Clinical Data's PGxHealth genetic testing services continued to grow, with revenues increasing by 105%, to $2.6 million, and 117%, to $6.7 million, for the three and nine month periods ended December 31, 2008, respectively, when compared to the same periods a year ago. The increase in revenue for the three and nine month periods ended December 31, 2008 was driven primarily by sales of the Company's FAMILION® tests for inherited cardiac syndromes.

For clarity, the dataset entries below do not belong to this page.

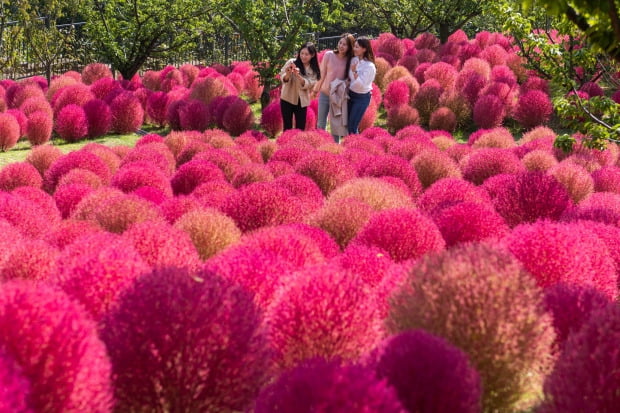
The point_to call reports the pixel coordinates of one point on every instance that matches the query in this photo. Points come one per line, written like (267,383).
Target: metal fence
(221,48)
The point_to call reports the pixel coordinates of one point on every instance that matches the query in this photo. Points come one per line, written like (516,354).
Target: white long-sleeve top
(366,72)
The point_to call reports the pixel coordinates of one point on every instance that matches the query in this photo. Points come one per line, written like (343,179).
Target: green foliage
(128,32)
(272,30)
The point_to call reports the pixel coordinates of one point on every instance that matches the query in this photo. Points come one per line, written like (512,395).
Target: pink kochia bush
(55,345)
(481,300)
(328,386)
(428,373)
(556,253)
(403,233)
(322,311)
(212,358)
(585,377)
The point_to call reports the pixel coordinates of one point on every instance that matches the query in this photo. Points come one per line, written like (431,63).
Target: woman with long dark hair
(298,77)
(362,73)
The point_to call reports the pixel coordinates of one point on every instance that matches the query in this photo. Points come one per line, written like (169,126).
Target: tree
(598,20)
(272,30)
(128,32)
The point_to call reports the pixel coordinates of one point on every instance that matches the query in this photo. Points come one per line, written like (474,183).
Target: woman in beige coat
(298,78)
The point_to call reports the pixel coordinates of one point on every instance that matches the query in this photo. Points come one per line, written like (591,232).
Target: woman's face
(343,47)
(358,50)
(305,56)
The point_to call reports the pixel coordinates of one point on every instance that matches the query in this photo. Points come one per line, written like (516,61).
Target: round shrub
(487,162)
(9,131)
(403,233)
(127,113)
(222,331)
(65,363)
(99,116)
(322,312)
(533,109)
(209,230)
(19,174)
(428,373)
(585,377)
(320,385)
(481,300)
(469,222)
(530,196)
(556,253)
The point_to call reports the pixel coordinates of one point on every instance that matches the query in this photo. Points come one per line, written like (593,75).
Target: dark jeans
(289,110)
(358,103)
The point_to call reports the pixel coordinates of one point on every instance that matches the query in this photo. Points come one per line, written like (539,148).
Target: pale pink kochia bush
(530,196)
(575,178)
(65,362)
(375,192)
(487,162)
(68,196)
(96,268)
(95,71)
(571,307)
(222,331)
(40,127)
(15,394)
(432,165)
(585,377)
(481,300)
(209,230)
(114,210)
(403,233)
(489,111)
(539,160)
(327,170)
(9,131)
(24,214)
(342,218)
(469,222)
(161,245)
(75,159)
(259,270)
(19,174)
(392,166)
(127,113)
(331,386)
(29,260)
(567,253)
(428,373)
(443,118)
(607,179)
(322,311)
(533,109)
(135,175)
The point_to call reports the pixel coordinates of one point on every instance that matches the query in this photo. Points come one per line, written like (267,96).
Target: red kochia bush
(481,300)
(9,131)
(127,113)
(19,174)
(403,233)
(222,331)
(327,386)
(585,377)
(322,311)
(428,373)
(64,362)
(533,109)
(531,196)
(556,253)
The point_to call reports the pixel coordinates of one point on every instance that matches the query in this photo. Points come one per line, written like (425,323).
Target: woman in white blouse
(362,74)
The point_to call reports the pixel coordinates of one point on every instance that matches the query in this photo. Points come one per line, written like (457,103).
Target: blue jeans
(321,117)
(358,103)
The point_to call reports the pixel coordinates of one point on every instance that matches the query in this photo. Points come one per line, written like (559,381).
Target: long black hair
(314,60)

Compared to the same periods in fiscal 2008, and excluding Cogenics Icoria grant revenues, the Company's Cogenics genomic service business revenues grew by 1% and 16% for the three and nine month periods ended December 31, 2008, respectively.

Third Quarter Highlights

Vilazodone: First-in-class drug candidate for the treatment of depression

  • Completed enrollment in the second Phase III registration trial, nearly two months ahead of schedule, with conclusion of the trial expected by March 31, 2009. Results of the study are anticipated in the first half of the year, followed by submission of a New Drug Application (NDA) by the end of calendar 2009, as projected.
  • Long-term safety study is progressing and expected to be completed by June 30, 2009, meeting the goal of at least 100 patients on vilazodone for 12 months, as required for an NDA filing.

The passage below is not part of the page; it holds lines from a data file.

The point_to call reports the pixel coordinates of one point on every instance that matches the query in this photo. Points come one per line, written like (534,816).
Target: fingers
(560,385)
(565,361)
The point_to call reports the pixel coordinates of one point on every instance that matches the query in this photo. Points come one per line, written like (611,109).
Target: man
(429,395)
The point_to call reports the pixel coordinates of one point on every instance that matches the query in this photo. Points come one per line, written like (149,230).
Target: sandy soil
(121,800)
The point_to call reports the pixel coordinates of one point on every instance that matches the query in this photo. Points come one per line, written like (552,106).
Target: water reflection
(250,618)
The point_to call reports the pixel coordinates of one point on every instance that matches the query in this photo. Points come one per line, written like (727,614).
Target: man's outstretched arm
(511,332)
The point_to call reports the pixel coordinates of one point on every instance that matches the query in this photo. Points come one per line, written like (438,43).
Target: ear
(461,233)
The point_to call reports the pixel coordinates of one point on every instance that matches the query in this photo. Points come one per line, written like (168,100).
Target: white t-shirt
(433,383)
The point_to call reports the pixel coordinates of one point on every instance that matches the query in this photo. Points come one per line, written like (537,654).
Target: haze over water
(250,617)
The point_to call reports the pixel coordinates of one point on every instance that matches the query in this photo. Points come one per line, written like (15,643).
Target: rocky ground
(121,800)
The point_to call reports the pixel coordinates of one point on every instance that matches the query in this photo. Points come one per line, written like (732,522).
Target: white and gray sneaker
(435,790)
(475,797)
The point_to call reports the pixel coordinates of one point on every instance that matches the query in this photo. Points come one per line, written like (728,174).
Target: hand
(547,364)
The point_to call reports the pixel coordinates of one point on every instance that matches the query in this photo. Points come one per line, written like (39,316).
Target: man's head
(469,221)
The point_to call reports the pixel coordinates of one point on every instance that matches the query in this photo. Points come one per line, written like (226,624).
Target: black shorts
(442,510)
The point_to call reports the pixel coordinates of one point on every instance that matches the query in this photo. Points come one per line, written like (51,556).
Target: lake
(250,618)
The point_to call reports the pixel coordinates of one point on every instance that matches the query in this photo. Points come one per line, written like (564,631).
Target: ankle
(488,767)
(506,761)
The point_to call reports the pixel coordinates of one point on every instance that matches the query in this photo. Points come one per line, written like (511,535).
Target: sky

Stedivaze: Potential best-in-class cardiac stress agent

  • Prepared for an end of Phase II meeting with the FDA, which was held in early January 2009. Company reached consensus on overall trial design for the Phase III program including the use of a fixed dose regimen, as well as other program requirements for NDA submission.
  • Phase III clinical development program on track to begin in first half of calendar 2009.

Genetic and Pharmacogenetic Tests

  • Increased revenue from FAMILION genetic tests for inherited cardiac syndromes by 17% from the previous quarter, and by 105% for same period a year ago.
  • Launched a new genetic test for Arrhythmogenic Right Ventricular Cardiomyopathy (ARVC), an inherited and often fatal heart condition. This marked the third successful test launch in the past 12 months.
  • Obtained additional positive reimbursement decisions for FAMILION tests including a new, in-network contract with Aetna, for an aggregate total of approximately 189 million covered lives.

Strategic Acquisitions

  • Entered into a definitive merger agreement with Avalon Pharmaceuticals, Inc. that would broaden Clinical Data's oncology business.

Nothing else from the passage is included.